さて評価の結果、もっとも得点が高かったのは「1.カンバーランドスタイルのイノシシ肉ソーセージ」であった。それに「2.トラディショナル・カンバーランド・ソーセージ(地ブタ)」が続き、「8.スコットランド産赤シカ肉と野生キジ肉入りのソーセージ」と「9.地ブタのチポラータ風スパイシー・イタリアン・ソーセージ」も高得点を得た。

逆に得点が低かったのは、「13.モロッコ風スパイシーなラムのソーセージ」と「6.ミント入りラムのソーセージ」で、ラムの人気の低さが目立つ形となった。

イノシシ・地ブタともにカンバーランド・ソーセージが高く評価されていたのは、さすがシフィールドの本領発揮といえる。シフィールドファームが正真正銘カンバーランドに根を張った農場で、昔ながらのカンバーランドレシピを用いてソーセージ作りをしていることを考えれば、当然の結果かもしれないが。いずれにせよ、本物のカンバーランド・ソーセージは日本人の舌にとってもおいしく感じられる、というのが結論だろう。

ラムの不人気に関しては、子羊肉自体に匂いなどクセがあり、日本人にはなじみが薄いものである、ということが結果として表れたのかもしれない。しかし筆者個人としては、ミントやモロッコのスパイスなど香辛料を効かせた味付けであったのにもかかわらず、口に入れた瞬間に「これはラムだ」とわかる臭みがあったように思える。カンバーランドスタイルの調和のとれたおいしさに比べると、シフィールドファームのラムに対するアプローチは残念ながらいまひとつ…といったところか。

イノシシと地ブタを比べてみると、全体的にイノシシに軍配が上がったようだ。パネルメンバーたちのコメントから拾ってみると、イノシシの方が「身がしまっている」「くどくはないがコクがある」という印象だ。

また興味深いのは、シカやキジなどいわゆる game と呼ばれる野生の獣の肉を使ったソーセージの評価が意外に高かったことだ。スコットランド産赤シカの肉は牛肉よりも脂肪分が少なくさっぱりしている。臭みもなく、日本人にも好まれそうな味だ。
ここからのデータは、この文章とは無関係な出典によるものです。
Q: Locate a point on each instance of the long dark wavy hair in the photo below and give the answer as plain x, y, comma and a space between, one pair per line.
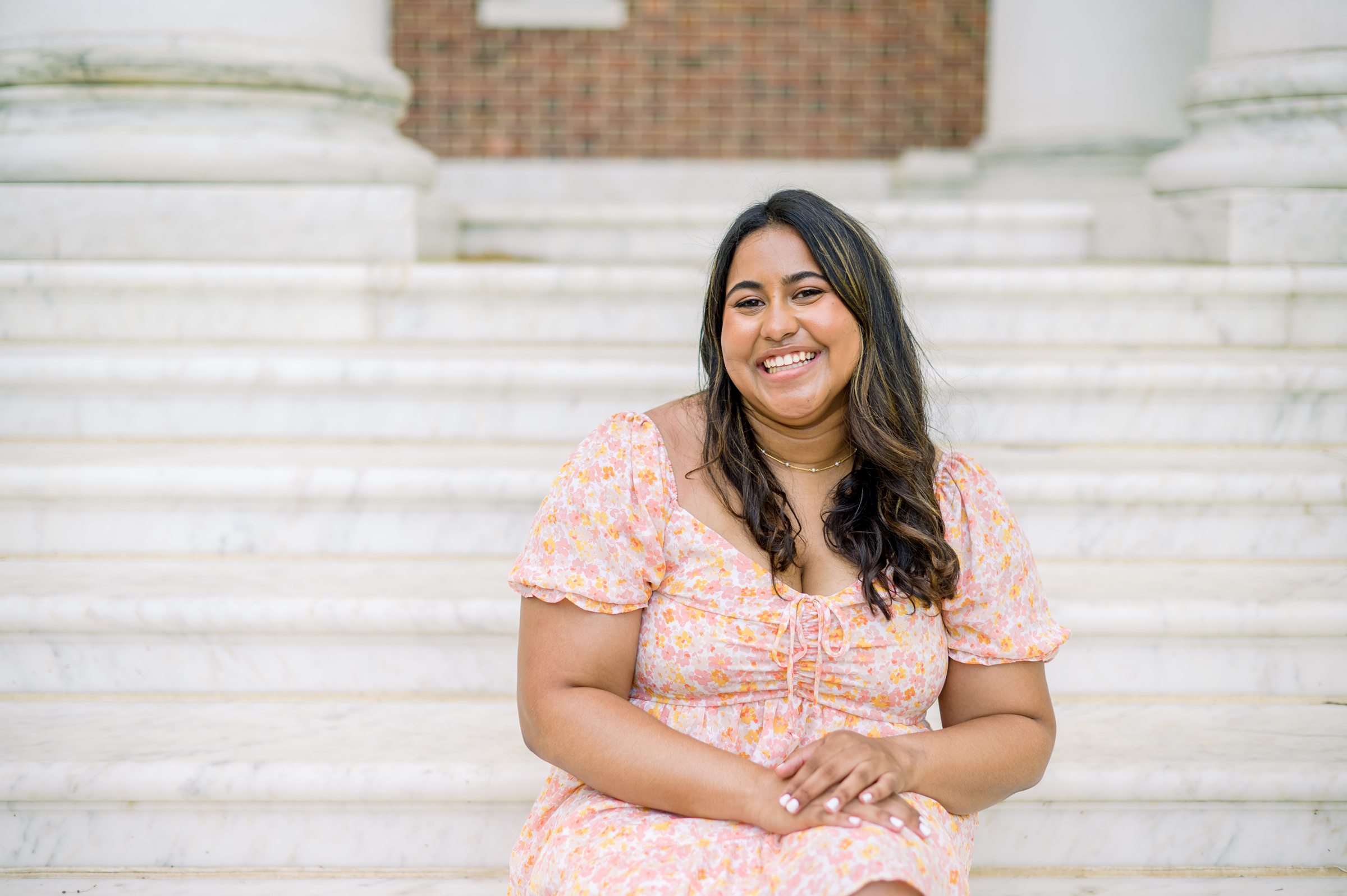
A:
884, 515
キジのほうは、地ブタやシカに加えて20から30%ほど混ぜられた形だったので、ほのかに野性味が感じられるくらいのアクセントにとどまり、それがよい評価につながったのかもしれない。キジなど野生の鳥を食べつけない日本人には、こういったソーセージから試してみるのも一策か。

以上、シフィールドファームのソーセージ14種類をテイストした感想をまとめてみたが、つまるところ、イギリスの本物手作りソーセージはかなりおいしい!いつもはスーパーのパック入りソーセージという人も、ときには昔ながらの地元の肉屋をのぞいて試してみよう。また、イギリスには短期滞在で生のソーセージを買って調理することができないという人は、ソーセージにとことんこだわりを持つソーセージ・アンド・マッシュ専門のレストランで異なるソーセージを試すことができる。